Words by : Nolan Warner-Sullivan
They call us “Lost Boys.” On our paychecks they label us “maintenance” but everybody seems to enjoy with the nickname coined long before my first winter at Camp Woodward. We’re the guys that do the dirty work during the winter; we fix stuff, we clean stuff, we tear stuff down, and then we put it up again. Some have referred to us as the “pond scum” of camp, some try not to refer to us at all. At our most we are about a dozen dudes doing the thankless work for camp.
It’s a labor of love and this job has been a dream of mine for a long time. I started coming to camp during the summer of 2010, at the age of twelve. Since that first week here I’ve done a lot. I’ve had my workplace be the inside of the dish-room and the inside of a cabin, I’ve been lucky enough to teach skateboarding and counsel kids, and I’ve been unlucky enough to drop a bowl of oatmeal on my feet. Through all the highs and lows of my six summers here I have always loved camp. I live here now, in a little grey house on the outskirts of the camp’s grounds. I live with skateboarders and BMX riders, I live the sober and the not so sober, I live at a summer camp in the winter.
Mentally, it can be difficult. Camp Woodward is positioned in the middle of nowhere Pennsylvania.

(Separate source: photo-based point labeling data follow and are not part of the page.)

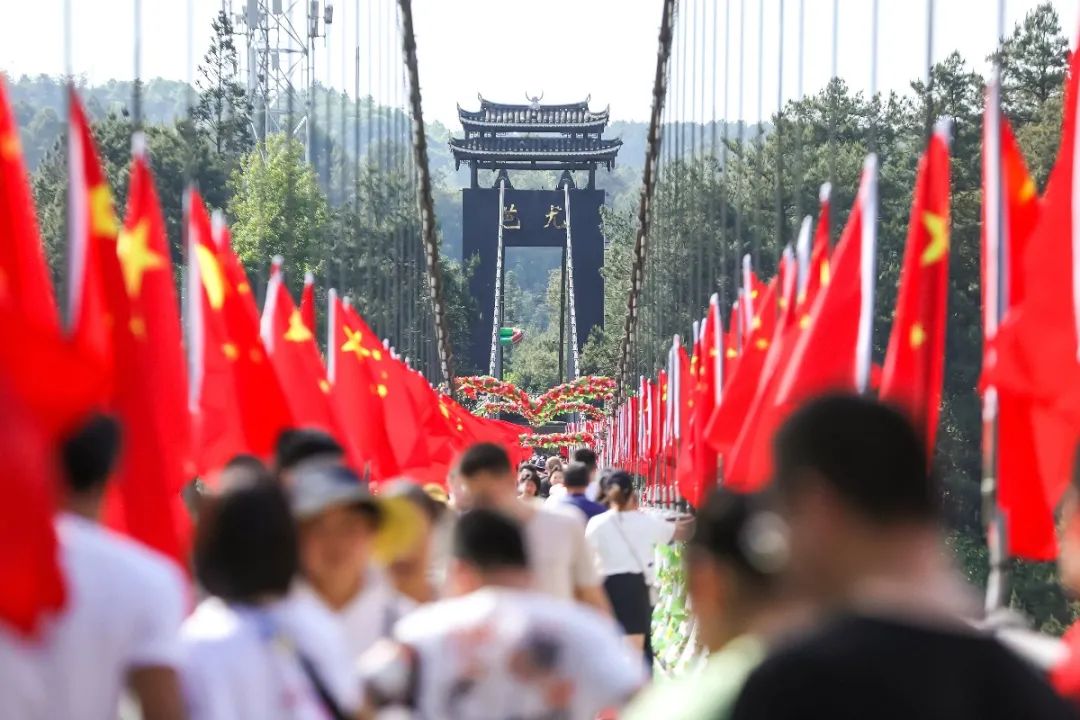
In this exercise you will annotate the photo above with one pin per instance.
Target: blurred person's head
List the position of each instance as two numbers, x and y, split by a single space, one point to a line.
577 477
619 490
409 518
305 447
88 459
856 492
1068 558
732 559
488 549
528 483
586 457
487 476
245 547
338 520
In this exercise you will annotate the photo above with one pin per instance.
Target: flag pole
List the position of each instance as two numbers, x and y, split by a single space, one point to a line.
994 521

The nearest real town is forty-five minutes away, and most of our neighbors are Amish. I talk to the same twelve people every day and I do just about the same thing every day with only small variations in my routine: I go to work, I eat, I ride my skateboard, and I sleep. To an outsider the job sounds like a nightmare, but being a lost boy is an extremely exclusive gig and I don’t think any one of my co-workers takes it for granted. We’re never asked for our rent, we never have to worry about the heat getting shut off, our commute is a seven minute walk to the front office, and we have some of the biggest and best indoor skateparks waiting for us all week long; void, for the most part, of the annoying scooter rider who keeps snaking you, or the kid who talks incessantly, or the old guy continually preaching about “the good ol’ days.”

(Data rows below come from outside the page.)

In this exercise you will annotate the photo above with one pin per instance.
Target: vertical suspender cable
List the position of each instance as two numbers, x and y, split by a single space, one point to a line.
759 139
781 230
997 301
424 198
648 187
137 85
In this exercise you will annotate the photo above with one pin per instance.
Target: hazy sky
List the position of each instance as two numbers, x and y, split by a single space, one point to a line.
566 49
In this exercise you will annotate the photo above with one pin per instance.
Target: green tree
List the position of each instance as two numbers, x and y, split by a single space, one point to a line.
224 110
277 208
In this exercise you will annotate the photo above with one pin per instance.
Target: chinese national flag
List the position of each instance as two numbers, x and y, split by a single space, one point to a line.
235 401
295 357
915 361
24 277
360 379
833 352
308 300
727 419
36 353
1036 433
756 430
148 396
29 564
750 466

I will remember this year for the rest of my life. I will remember these faces and these stories for as long as my battered brain can hold memories. It takes a special kind of person to subject themselves to this lowly level of living, to willingly become “pond scum,” and to love every minute of it. It takes somebody with drive and passion and thick skin; it takes quite the character. I am convinced that the twelve guys I interact with on a regular basis are some of the most interesting people I will ever meet. As a crew we’ve created inside jokes and specific jargon that only we understand. The Lost Boys are like an exclusive club within a subculture.
The work is shitty, the hours can be long, and the bathroom gets disgusting pretty routinely; the microwave broke about a month-and- a-half ago and still isn’t fixed and there are always dishes in the sink. But, in many ways, writing this feels like writing a love letter. This is a love letter to the dirt and grime, a love letter to the dust and sweat, to the long days and sore hands; this is a love letter to The Lost Boys, a love letter to never growing up, a love letter to a summer camp in the winter time.